Sunday, July 22, 2018

All Things Being Equal

This week on the Do Some Damage podcast I followed this line of thinking: The Equalizer 2 opens this weekend marking the fourth time Denzel Washington and Antoine Fuqua have worked together. Since their first collaboration, Training Day, won Washington his first Best Actor Oscar and was also the first unqualified success for Fuqua (whose feature film debut, The Replacement Killers, I really enjoyed, but find myself in an apparent minority) as well as a hell of a reputation maker for screenwriter David Ayer, and seeing as Fuqua and Ayer have gone on to have big if uneven careers, I used my seven minutes to talk about another film from both of them.

First I talked about my favorite Fuqua; 2009's Brooklyn's Finest. Follows what I like to think of a classic James Ellroy structure; three very different cops with different problems and motivations end up crossing paths with terrible results.

First we have Don Cheadle's quickly burning-out undercover whose handler (Will Patton) has promised him a major promotion and an end to undercover work if he betrays his best friend (a pretty engaged Wesley Snipes). Along the way he'll lose his soul.

Second - Ethan Hawke's hard-pressed officer who steals desperately needed money from a drug bust to help get his at-risk-pregnant wife (Lili Taylor) and kids out of their black mold infested shitbox row house into a place the air and water won't literally poison them. Along the way he'll lose his life and create some terrible collateral damage.

Third is Richard Gere's cowardly cop just trying to finish his time before retiring alive. He avoids confrontation at all cost and ignores some super shady shit before his latent conscience gets the better of him.
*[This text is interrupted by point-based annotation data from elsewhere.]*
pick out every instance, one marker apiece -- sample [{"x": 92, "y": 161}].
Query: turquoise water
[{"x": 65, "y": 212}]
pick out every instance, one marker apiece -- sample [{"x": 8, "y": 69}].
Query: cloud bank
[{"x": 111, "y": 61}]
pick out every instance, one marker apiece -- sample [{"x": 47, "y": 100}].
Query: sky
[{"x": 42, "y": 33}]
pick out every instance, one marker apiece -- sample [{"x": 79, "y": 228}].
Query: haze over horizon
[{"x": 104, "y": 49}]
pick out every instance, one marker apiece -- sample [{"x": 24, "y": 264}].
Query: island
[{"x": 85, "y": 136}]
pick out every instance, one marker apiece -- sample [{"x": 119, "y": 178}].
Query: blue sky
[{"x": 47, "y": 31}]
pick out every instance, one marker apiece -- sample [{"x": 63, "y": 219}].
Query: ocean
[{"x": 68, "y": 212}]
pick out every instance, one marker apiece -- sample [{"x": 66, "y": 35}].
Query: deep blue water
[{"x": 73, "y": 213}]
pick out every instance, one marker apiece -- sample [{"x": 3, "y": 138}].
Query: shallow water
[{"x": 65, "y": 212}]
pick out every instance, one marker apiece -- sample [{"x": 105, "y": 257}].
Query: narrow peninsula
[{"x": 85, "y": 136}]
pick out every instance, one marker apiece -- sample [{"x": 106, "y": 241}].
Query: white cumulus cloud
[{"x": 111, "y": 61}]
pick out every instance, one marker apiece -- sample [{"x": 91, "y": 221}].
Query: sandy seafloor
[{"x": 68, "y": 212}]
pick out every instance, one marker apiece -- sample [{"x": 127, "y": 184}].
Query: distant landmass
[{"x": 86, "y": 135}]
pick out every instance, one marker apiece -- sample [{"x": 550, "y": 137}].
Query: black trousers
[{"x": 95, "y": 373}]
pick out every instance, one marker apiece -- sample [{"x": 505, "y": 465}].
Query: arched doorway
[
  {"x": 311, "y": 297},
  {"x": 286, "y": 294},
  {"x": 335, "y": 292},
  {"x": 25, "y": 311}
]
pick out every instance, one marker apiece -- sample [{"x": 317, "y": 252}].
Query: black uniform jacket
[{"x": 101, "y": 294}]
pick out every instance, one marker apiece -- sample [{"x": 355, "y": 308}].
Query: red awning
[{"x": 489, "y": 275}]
Along the way he'll lose his skin.

It's a pretty great tragic drama without heroes and only shades of grey and it's free on Prime now.

Training Day wasn't Ayer's only 2001 credit - he also wrote the Point Break riff about an undercover cop infiltrating a ring gear-heads, The Fast & the Furious; which has spawned a franchise that's moved on from being concerned with stealing CD players to saving the fucking world one nitrous infusion at a time. And if you thought the he borrowed liberally from the surfer movie, you should hold up the script for Training Day next to James Ellroy's original screenplay, Dark Blue. Maaaaaybe a line or three of dialogue appear in both.

Dark Blue is a non-sports-themed Ron Shelton flick based on an Ellroy script re-written by Ayer starring Kurt Russell as a dirty cop about to face a reckoning. Set in L.A. in 1992, the country holding its collective breath awaiting the jury's verdict in the trial of the police officers caught on camera beating holy hell out of a pedestrian named Rodney King. We all know what's about to happen and it makes for a hell of a ticking clock device while Russell attempts both to solve some brutal murders and use the chaos to cover up some of his own dirt.

I'm not sure why this movie didn't get more love when it came out. My guess is that it was mostly a victim of poor timing - arriving so shortly on the heels of Joe Carnahan's similar and superior indie darling Narc - but if you've never seen it it's a solid adult crime flick with some great writing (a few groaner lines aside) and a terrific performance from Russell who is more than just a hair-do.

There are a few flimsy bits and Scott Speedman's rock star locks don't really lend him street cred, but the cast also includes Brendan Gleeson, Lolita Davidovich, Jonathan Banks and Ving Rhames so don't hesitate to give it a look - available to rent or purchase on Amazon.

All this talk of Ellroy influences got me pissed off all over again at the news that we wouldn't be getting to see Jordan Harper's James Ellroy's L.A. Confidential on TV or any streaming service after all after this fuckin article came along to rub tabasco in my wounds. Shit shit shit.